Analyst Ovum has hit back at industry encouragement to migrate from XP by declaring that it does not think life after the operating system's (OS) support ceases will be any different.
From 8 April 2014, Microsoft will discontinue support for its 12-year-old OS, which has led to a wave of firms rallying end users to migrate as soon as possible to avoid potential security threats.
But today, Ovum said that, providing end users are up to date with the latest patches, fixes and security software, it will be business as usual.
According to its research, 28 per cent of corporate Windows machines run XP, and the firm's principal analyst Richard Edwards suggested investment in other technologies can be more productive and cost-effective than ditching XP.

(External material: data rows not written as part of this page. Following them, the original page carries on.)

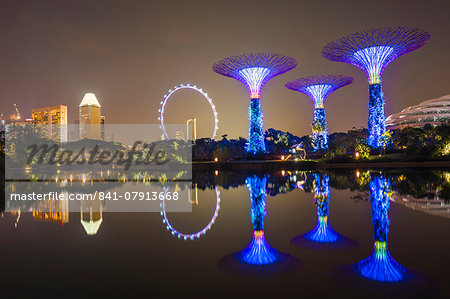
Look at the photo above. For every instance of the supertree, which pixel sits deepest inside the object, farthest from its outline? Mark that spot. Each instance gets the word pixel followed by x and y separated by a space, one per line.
pixel 372 50
pixel 380 266
pixel 318 88
pixel 254 70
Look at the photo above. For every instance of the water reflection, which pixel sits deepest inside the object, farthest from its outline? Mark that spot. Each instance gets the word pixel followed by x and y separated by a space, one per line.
pixel 380 265
pixel 259 255
pixel 323 234
pixel 195 235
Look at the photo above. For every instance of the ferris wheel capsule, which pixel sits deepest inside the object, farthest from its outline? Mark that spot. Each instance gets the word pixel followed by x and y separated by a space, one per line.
pixel 199 90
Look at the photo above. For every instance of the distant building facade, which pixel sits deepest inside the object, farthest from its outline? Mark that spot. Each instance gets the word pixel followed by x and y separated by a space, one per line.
pixel 102 127
pixel 90 117
pixel 54 121
pixel 433 112
pixel 179 135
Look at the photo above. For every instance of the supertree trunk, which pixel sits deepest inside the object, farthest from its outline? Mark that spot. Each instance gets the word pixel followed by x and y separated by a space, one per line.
pixel 320 138
pixel 256 131
pixel 377 121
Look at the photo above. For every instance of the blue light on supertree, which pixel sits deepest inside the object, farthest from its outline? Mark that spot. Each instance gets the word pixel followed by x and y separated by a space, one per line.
pixel 318 88
pixel 372 50
pixel 258 252
pixel 254 70
pixel 380 265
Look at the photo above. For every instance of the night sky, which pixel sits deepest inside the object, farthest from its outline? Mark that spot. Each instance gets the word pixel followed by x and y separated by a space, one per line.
pixel 129 53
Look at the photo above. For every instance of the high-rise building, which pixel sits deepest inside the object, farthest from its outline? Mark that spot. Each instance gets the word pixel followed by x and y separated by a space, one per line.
pixel 179 135
pixel 90 117
pixel 53 120
pixel 102 127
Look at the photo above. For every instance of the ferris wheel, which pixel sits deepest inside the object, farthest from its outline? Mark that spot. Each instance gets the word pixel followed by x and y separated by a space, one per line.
pixel 166 99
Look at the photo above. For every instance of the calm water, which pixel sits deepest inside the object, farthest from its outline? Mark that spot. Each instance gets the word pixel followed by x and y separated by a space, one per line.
pixel 351 233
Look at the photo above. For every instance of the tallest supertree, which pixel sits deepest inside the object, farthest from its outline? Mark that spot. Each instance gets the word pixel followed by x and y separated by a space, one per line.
pixel 254 70
pixel 371 51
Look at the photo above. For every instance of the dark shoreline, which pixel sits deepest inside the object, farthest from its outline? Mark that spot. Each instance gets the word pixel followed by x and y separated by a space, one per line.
pixel 268 165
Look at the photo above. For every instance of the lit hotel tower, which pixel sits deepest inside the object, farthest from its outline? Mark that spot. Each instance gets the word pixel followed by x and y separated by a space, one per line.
pixel 371 51
pixel 318 88
pixel 90 117
pixel 254 70
pixel 54 119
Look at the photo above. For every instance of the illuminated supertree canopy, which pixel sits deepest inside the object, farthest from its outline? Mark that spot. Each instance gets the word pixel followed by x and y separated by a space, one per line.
pixel 318 88
pixel 372 50
pixel 254 70
pixel 380 265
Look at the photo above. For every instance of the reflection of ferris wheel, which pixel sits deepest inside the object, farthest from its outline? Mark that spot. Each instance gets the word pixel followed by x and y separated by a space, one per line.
pixel 193 235
pixel 199 90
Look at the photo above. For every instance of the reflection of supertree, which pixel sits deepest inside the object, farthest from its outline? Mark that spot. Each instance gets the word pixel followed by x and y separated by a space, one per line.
pixel 318 88
pixel 258 257
pixel 258 252
pixel 380 265
pixel 322 235
pixel 254 70
pixel 372 51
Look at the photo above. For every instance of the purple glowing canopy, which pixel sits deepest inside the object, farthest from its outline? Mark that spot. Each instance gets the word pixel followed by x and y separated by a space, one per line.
pixel 318 88
pixel 254 70
pixel 372 50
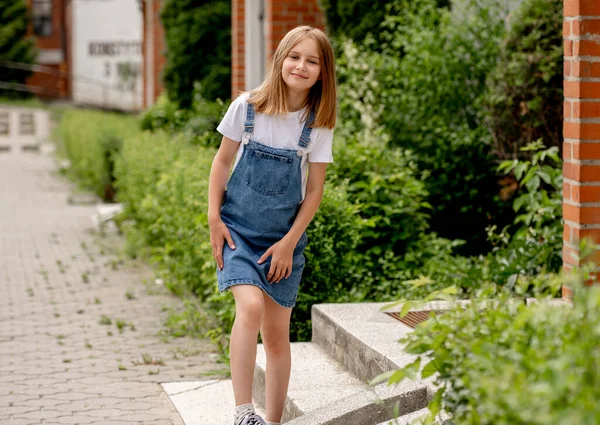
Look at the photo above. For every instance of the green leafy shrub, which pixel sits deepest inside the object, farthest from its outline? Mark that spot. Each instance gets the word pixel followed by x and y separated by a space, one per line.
pixel 532 248
pixel 525 89
pixel 199 122
pixel 331 257
pixel 503 363
pixel 428 78
pixel 15 45
pixel 163 182
pixel 92 141
pixel 358 19
pixel 198 49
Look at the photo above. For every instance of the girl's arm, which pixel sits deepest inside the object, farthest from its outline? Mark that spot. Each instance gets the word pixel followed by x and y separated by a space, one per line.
pixel 219 173
pixel 282 251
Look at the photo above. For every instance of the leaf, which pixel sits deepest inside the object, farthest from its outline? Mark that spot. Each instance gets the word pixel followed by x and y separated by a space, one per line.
pixel 406 308
pixel 435 404
pixel 381 378
pixel 429 370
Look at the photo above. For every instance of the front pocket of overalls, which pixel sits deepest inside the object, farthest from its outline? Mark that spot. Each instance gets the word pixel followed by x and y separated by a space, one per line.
pixel 268 174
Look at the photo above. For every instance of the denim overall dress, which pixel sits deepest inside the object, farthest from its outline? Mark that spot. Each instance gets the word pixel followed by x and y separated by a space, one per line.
pixel 261 202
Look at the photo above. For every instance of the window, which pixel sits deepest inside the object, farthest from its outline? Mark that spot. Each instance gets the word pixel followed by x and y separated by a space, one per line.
pixel 42 17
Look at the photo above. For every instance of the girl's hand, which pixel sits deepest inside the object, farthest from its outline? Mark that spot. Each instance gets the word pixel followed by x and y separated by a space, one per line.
pixel 281 263
pixel 218 234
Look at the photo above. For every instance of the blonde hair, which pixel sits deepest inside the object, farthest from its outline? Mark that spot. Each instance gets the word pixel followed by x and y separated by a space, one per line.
pixel 270 96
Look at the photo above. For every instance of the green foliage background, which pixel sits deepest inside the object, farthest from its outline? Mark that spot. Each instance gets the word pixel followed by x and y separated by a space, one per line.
pixel 198 38
pixel 15 46
pixel 415 183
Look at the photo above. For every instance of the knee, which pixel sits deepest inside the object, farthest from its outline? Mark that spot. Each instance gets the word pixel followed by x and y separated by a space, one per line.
pixel 250 313
pixel 277 348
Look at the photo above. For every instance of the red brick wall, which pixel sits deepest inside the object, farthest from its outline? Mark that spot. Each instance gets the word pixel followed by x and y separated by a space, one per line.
pixel 53 85
pixel 237 47
pixel 159 59
pixel 283 15
pixel 280 16
pixel 160 50
pixel 581 202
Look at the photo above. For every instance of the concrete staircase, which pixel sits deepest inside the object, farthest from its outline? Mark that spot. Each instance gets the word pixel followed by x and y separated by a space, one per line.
pixel 352 344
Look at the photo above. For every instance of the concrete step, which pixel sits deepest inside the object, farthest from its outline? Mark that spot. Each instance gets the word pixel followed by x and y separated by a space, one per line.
pixel 362 337
pixel 322 392
pixel 204 402
pixel 407 419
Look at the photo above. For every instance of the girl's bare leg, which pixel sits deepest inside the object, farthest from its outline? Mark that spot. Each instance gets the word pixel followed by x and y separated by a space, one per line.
pixel 275 333
pixel 249 314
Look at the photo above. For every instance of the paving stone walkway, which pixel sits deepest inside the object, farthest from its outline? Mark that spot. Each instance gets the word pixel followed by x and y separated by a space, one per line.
pixel 79 340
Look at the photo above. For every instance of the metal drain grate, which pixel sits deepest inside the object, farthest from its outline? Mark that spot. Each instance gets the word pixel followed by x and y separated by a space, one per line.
pixel 413 318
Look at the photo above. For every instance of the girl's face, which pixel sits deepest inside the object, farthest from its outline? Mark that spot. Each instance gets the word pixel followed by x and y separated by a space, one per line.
pixel 301 67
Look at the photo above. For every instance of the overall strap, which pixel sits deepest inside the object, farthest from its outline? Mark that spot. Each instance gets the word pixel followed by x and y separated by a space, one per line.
pixel 305 136
pixel 249 124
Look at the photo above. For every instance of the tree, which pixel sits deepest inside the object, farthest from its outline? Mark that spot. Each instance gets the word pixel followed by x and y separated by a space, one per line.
pixel 15 46
pixel 198 38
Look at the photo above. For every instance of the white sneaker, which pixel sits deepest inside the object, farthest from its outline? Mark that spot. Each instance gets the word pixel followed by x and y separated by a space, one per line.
pixel 253 419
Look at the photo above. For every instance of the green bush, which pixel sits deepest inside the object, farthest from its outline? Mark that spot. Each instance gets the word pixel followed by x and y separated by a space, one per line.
pixel 198 122
pixel 525 90
pixel 532 248
pixel 198 38
pixel 331 258
pixel 15 45
pixel 92 141
pixel 504 363
pixel 358 19
pixel 163 183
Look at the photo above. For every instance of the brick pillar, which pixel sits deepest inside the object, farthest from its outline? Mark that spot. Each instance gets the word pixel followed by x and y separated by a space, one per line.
pixel 283 15
pixel 237 48
pixel 581 168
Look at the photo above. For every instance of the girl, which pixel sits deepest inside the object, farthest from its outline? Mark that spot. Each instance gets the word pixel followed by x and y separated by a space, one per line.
pixel 258 217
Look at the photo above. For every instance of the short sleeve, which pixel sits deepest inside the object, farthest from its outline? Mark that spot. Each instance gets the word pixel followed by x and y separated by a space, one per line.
pixel 323 146
pixel 232 124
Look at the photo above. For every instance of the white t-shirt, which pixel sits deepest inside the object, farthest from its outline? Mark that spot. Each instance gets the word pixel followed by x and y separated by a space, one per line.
pixel 278 131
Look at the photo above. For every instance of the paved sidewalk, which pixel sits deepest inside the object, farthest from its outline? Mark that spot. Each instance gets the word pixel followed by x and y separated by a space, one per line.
pixel 61 361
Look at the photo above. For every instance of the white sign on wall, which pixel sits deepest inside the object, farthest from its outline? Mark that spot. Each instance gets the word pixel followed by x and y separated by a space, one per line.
pixel 107 53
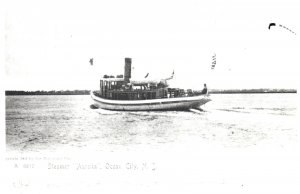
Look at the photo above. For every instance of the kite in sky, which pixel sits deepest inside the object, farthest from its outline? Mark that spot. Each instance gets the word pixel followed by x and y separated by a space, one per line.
pixel 91 61
pixel 282 26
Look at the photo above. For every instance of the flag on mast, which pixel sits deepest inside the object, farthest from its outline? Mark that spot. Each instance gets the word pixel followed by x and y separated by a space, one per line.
pixel 214 61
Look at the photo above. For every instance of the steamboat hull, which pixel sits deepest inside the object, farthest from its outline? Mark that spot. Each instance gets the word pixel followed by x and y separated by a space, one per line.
pixel 179 103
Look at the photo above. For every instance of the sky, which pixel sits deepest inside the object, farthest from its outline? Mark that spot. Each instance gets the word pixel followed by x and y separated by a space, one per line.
pixel 48 44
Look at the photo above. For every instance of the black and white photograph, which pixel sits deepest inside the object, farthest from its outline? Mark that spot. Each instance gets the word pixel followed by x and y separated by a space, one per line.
pixel 161 96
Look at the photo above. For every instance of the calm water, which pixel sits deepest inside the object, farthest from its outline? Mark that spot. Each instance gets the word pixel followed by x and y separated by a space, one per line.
pixel 52 123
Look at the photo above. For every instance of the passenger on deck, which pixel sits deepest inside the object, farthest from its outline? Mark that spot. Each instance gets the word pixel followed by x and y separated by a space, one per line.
pixel 204 91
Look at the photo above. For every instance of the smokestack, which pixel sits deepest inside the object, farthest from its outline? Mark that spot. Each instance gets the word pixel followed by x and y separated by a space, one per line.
pixel 127 70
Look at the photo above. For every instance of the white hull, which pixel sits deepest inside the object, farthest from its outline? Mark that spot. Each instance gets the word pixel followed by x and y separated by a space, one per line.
pixel 179 103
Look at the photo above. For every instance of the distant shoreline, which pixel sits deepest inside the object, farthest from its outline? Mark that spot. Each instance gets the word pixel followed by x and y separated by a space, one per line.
pixel 87 92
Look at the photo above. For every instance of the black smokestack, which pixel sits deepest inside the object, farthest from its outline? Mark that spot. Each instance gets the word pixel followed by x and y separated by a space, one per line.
pixel 127 70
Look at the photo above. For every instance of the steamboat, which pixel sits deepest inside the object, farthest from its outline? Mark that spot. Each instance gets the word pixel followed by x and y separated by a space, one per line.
pixel 121 93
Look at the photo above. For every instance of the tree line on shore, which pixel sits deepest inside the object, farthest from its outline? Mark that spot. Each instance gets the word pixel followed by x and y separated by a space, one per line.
pixel 87 92
pixel 52 92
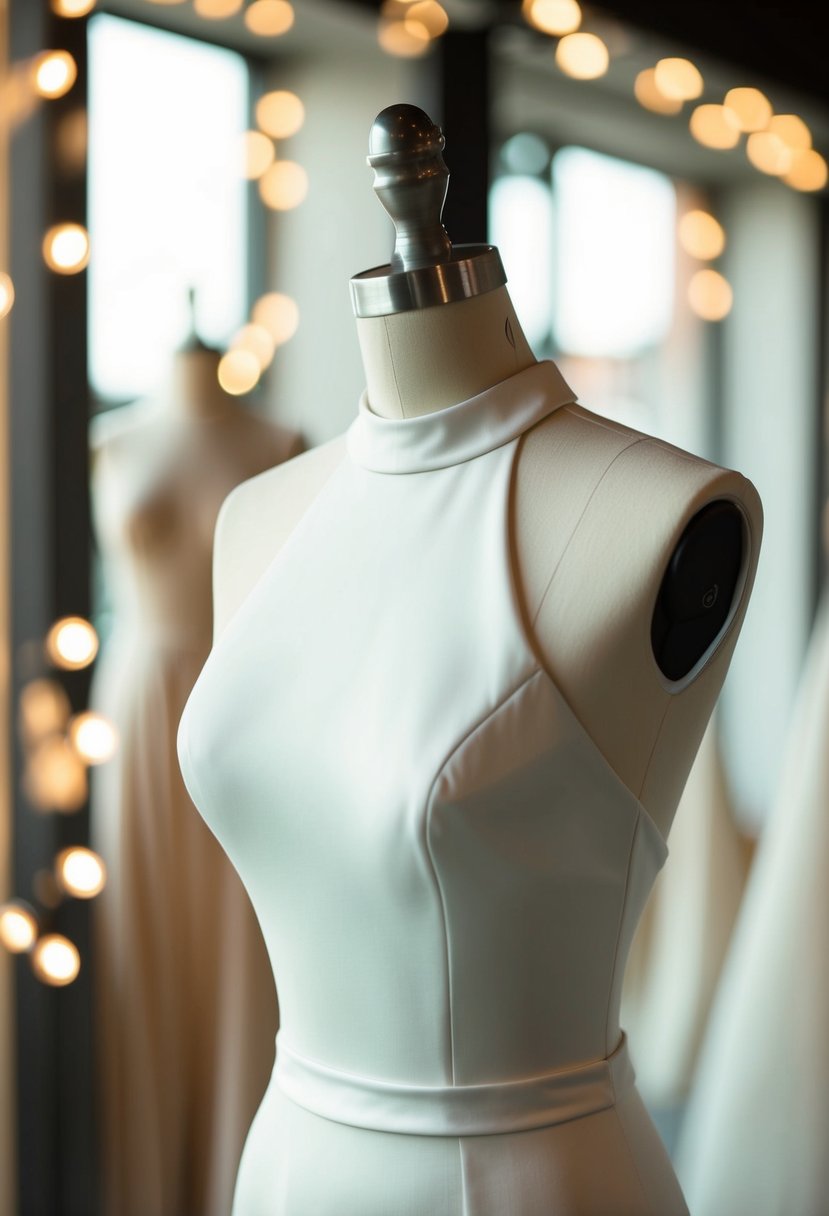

"There is no reason to believe that life after 8 April 2014 will be any different than before it," he said.
"Used in conjunction with application virtualisation, virtualised desktop infrastructure (VDI) can bring expensive-to-run distributed desktop environments back under centralised control and administration.
"[Another option is to] consider replacing Windows XP laptops with tablet computers. A Windows laptop is overkill for many field-based employees, and they cost much more to service and support than an Android or iOS tablet."
On Monday, to mark the one-year countdown to the support ceasing, application portfolio management firm Camwood claimed that firms continuing to run XP could be stung by between $200,000 (£130,000) and $500,000 for custom support.
Microsoft weighed in too, and its director of Windows Erwin Visser urged businesses not to take security risks by continuing to run the OS.